El título de Augusta estaba relacionado con Augusto. Su significado era más o menos similar a una reina. Y también era el título más alto que podía obtener una mujer en todo el Imperio Romano. Lucilla era la esposa de Lucius cuando obtuvo este título. Durante ese tiempo, Roma fue gobernada por Lucio y Aurelio. Lucio, sin embargo, murió de una enfermedad poco después y Aurelio arregló que Lucila se casara con Pompeo.

Sin embargo, los rumores decían que Lucilla no estaba muy satisfecha con el segundo matrimonio. Aunque su esposo actual era una figura influyente en el ejército, su estatus aún era incomparable cuando estaba casada con Lucius. El estado actual de Lucilla fue degradado de reina a esposa del gobernador. Afortunadamente, pudo mantener su título de Augusta.

Y ella parecía valorar mucho este título. Cuando escuchó a Zhang Heng llamándola Augustus, su rostro finalmente mostró una sonrisa y su tono se relajó. «Aún no has respondido a mi pregunta, gladiador».

«¿Qué crees que es lo que más quiere un gladiador?» Zhang Heng preguntó retóricamente.

«¿Libertad?» Lucilla levantó las cejas, «Todos los gladiadores quieren libertad, pero no, no creo que este sea tu propósito al acercarte a mi hermano».

Los párpados de Zhang Heng se contrajeron. Casi pensó que algo debía haber salido mal con Dadatis, y eso hizo que su identidad quedara expuesta.

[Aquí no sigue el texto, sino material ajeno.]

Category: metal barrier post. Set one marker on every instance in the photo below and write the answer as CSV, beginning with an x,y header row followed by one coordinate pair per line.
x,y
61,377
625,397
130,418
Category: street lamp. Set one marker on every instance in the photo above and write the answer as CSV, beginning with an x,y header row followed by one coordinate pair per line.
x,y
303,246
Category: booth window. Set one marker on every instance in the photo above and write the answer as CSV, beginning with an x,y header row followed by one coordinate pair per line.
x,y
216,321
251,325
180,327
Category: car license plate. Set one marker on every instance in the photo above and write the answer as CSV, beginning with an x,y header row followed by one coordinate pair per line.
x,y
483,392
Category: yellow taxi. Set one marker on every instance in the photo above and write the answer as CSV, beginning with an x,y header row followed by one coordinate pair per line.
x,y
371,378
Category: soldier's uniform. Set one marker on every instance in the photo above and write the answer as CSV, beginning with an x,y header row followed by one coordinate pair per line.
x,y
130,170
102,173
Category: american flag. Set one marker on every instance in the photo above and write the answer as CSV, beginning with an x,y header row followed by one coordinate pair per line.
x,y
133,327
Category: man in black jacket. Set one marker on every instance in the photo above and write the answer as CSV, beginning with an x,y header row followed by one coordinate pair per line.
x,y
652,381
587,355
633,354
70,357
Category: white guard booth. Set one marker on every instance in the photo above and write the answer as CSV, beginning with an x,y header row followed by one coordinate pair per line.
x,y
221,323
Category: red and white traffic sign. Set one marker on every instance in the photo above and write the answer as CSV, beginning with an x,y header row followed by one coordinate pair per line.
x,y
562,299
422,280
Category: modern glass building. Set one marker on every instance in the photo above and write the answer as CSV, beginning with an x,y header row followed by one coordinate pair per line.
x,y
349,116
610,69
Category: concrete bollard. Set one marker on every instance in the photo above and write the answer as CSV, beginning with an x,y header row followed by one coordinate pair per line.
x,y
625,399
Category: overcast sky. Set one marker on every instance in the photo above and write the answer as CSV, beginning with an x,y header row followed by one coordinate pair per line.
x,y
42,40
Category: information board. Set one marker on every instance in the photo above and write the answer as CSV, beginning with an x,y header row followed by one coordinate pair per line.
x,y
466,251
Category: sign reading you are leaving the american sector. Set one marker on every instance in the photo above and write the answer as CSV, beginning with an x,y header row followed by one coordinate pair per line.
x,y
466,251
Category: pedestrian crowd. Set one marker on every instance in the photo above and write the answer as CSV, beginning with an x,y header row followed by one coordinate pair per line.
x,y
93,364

Pero Lucilla continuó rápidamente: “Las personas que vienen aquí esta noche, ricas o pobres, solo tienen un objetivo”, hizo una pausa y lentamente escupió las dos palabras: “Poder. Admitelo.

“Quieres más que libertad. Debes haber oído sobre la historia de mi hermano. ¡Hmph! Siempre tiene algunas expectativas poco realistas para la gente de abajo, y ahora los dos asesores más confiables que lo rodean ni siquiera son nobles”.

«Tienes un par de ojos agudos», admitió Zhang Heng.

«No, solo tengo un buen olfato y puedo oler el olor de las personas que quieren más poder». Lucilla exhaló: “Pero, ahora hay mucha gente alrededor de mi hermano. Si quieres poder y libertad, es posible que debas cambiar tu plan”.